No Muos, udienza rinviata a giugno per i 124 attivisti «Per il Viminale conta solo brutta figura con gli Usa»

«Dicono che le migliaia di persone che il 9 agosto 2013 e il 25 aprile 2014 sono entrate all’interno della base hanno leso l’immagine e il decoro delle istituzioni italiane. Cioè: per il ministero degli Interni conta solo la brutta figura con gli Stati Uniti: poi che il Muos sia illegale, illegittimo e potenzialmente dannoso per la popolazione non importa». Il commento di Daniela, una delle attiviste del movimento No Muos, giunge dopo il rinvio della prima udienza per 124 persone.
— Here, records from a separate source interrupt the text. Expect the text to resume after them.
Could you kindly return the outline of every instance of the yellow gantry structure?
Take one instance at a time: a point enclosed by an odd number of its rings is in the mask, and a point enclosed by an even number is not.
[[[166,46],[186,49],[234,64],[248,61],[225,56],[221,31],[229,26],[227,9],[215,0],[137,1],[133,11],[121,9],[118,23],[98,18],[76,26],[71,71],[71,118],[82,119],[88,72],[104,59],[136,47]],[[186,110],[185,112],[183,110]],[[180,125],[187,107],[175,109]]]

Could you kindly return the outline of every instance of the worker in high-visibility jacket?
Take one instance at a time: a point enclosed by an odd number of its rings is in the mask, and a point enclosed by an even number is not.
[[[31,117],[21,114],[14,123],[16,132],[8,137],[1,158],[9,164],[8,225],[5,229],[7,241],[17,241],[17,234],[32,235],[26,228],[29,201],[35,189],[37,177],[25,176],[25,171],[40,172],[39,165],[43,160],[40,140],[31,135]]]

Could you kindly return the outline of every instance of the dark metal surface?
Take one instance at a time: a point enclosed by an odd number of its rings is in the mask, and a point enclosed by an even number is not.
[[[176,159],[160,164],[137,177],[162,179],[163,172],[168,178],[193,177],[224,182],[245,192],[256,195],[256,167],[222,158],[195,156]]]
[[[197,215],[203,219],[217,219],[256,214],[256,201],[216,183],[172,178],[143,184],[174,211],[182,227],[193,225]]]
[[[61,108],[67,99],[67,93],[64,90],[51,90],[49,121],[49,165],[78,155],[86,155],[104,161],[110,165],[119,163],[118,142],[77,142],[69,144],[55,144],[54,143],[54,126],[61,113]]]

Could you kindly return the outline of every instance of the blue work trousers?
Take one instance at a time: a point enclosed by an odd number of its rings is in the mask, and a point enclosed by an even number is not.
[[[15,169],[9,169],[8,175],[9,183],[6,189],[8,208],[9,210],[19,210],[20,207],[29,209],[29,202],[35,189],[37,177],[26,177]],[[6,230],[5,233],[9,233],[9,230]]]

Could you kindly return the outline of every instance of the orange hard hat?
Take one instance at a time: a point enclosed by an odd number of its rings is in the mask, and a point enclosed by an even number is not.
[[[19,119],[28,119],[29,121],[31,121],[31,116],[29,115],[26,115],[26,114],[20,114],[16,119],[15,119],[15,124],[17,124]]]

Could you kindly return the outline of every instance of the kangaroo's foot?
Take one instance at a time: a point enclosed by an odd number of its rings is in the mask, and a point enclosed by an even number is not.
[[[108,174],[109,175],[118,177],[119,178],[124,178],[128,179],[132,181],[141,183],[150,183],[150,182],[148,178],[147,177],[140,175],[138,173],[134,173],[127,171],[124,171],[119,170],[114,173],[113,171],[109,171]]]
Un maxiprocesso, come è stato definito, per il quale il ministero degli Interni – tramite il legale Giuseppe Laspina dell’Avvocatura dello Stato – ha confermato la volontà di volersi nuovamente costituire parte civile, come già avvenuto in un altro procedimento.
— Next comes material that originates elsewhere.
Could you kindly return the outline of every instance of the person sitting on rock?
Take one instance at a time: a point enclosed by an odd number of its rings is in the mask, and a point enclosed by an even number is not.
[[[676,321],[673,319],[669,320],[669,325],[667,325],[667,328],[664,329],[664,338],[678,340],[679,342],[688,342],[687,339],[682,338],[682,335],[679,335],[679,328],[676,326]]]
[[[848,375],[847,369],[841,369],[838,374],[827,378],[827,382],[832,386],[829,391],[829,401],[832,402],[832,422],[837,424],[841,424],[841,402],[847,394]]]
Un’udienza lunga tre ore – «il tempo necessario a fare l’appello», sorride l’avvocato Andrea D’Alessandro, uno dei legali del movimento No Muos – e sostanzialmente tecnica, in cui è stata constatata la regolarità delle notifiche. L’accusa per tutti i 124 imputati è la violazione dell’articolo 682 del codice penale, ovvero «l’ingresso arbitrario in luoghi, ove l’accesso è vietato nell’interesse militare dello Stato”»; per alcuni poi ci sono altri capi di imputazione (resistenza e violenza a pubblico ufficiale, danneggiamento e altri). La nuova udienza, con la quale si dovrebbe entrare nel vivo del dibattimento, sarà il 12 giugno 2018. Nessuno degli imputati ha chiesto riti alternativi.

Intanto gli attivisti No Muos guardano con interesse a un altro appuntamento con il Tribunale di Gela, in cui però questa volta sono presunta parte lesa. Il processo del 20 dicembre riguarda sette imputati, accusati di reati ambientali per la realizzazione del Muos: tra questi figura il dirigente della Regione Siciliana Giovanni Arnone, che ha firmato le due autorizzazioni del giugno del 2011 che hanno dato il via alla realizzazione dell’impianto satellitare statunitense all’interno della Sughereta di Niscemi. Con la riserva che già allora risultava un sito di interesse comunitario (Sic). Secondo la Procura di Caltagirone, che sostiene l’accusa, all’interno dei Sic vige il principio di inedificabilità assoluta (addirittura affianco la base militare americana sono numerosi i cartelli che indicano come sia «vietato prelevare la sabbia o qualsiasi altro materiale»).